Risco de Conformidade em IA: O Caso Manus e Implicações para Compradores Corporativos

A revisão da Meta-Manus: O que compradores de IA empresarial precisam saber sobre riscos de conformidade transfronteiriços

A aquisição de US$2 bilhões da Meta pela startup de agentes de IA Manus tornou-se uma lição sobre riscos de conformidade transfronteiriços para todos os CTOs empresariais. O Ministério do Comércio da China anunciou que avaliaria se o acordo violava controles de exportação, regras de transferência de tecnologia e regulamentos de investimento no exterior, apesar de Manus ter se mudado de Pequim para Cingapura em 2025.

Quando a realocação não significa liberdade regulatória

A Manus parecia atender a todos os requisitos de independência regulatória. A empresa transferiu sua equipe de 105 pessoas de Pequim para Cingapura no verão de 2025, demitiu 80 funcionários da China, estabeleceu operações em várias cidades e garantiu US$75 milhões em financiamento dos EUA.

No entanto, as autoridades chinesas deixaram claro que a estrutura corporativa não determina a conformidade. O governo chinês apoiou consistentemente operações transnacionais, mas as transferências e aquisições devem cumprir as leis e regulamentos chineses.

A investigação examinará quando, como e quais tecnologias foram transferidas do exterior a partir das entidades baseadas na China. Se os reguladores determinarem que a Manus deveria ter obtido licenças de exportação antes de transferir tecnologia ou talentos, os fundadores da empresa poderiam enfrentar acusações criminais sob a lei chinesa.

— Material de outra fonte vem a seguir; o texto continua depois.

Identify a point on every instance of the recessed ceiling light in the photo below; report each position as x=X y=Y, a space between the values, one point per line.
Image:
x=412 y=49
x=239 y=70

A estrutura regulatória que os compradores empresariais de IA devem compreender

A China atualizou suas regras de controle de exportação de tecnologia em 2020, ampliando a cobertura para incluir certos algoritmos. Essas atualizações foram interpretadas como um fortalecimento dos fundamentos legais de Pequim para intervir em negócios envolvendo tecnologia estratégica.

Os compradores de IA empresarial devem entender três áreas importantes ao avaliar o risco de seus fornecedores:

  • Controles de exportação: Agentes de IA avançados e propriedade intelectual relacionada são considerados ativos estratégicos sujeitos a requisitos de licenciamento.
  • Regras de segurança de dados: Transferências de dados transfronteiriças exigem aprovação regulatória, especialmente para conjuntos de dados usados para treinar modelos de IA.
  • Regulamentos de investimento no exterior: Quando nacionais chineses transferem ativos tecnológicos para o exterior, as autoridades avaliam se a transferência requer autorização do governo.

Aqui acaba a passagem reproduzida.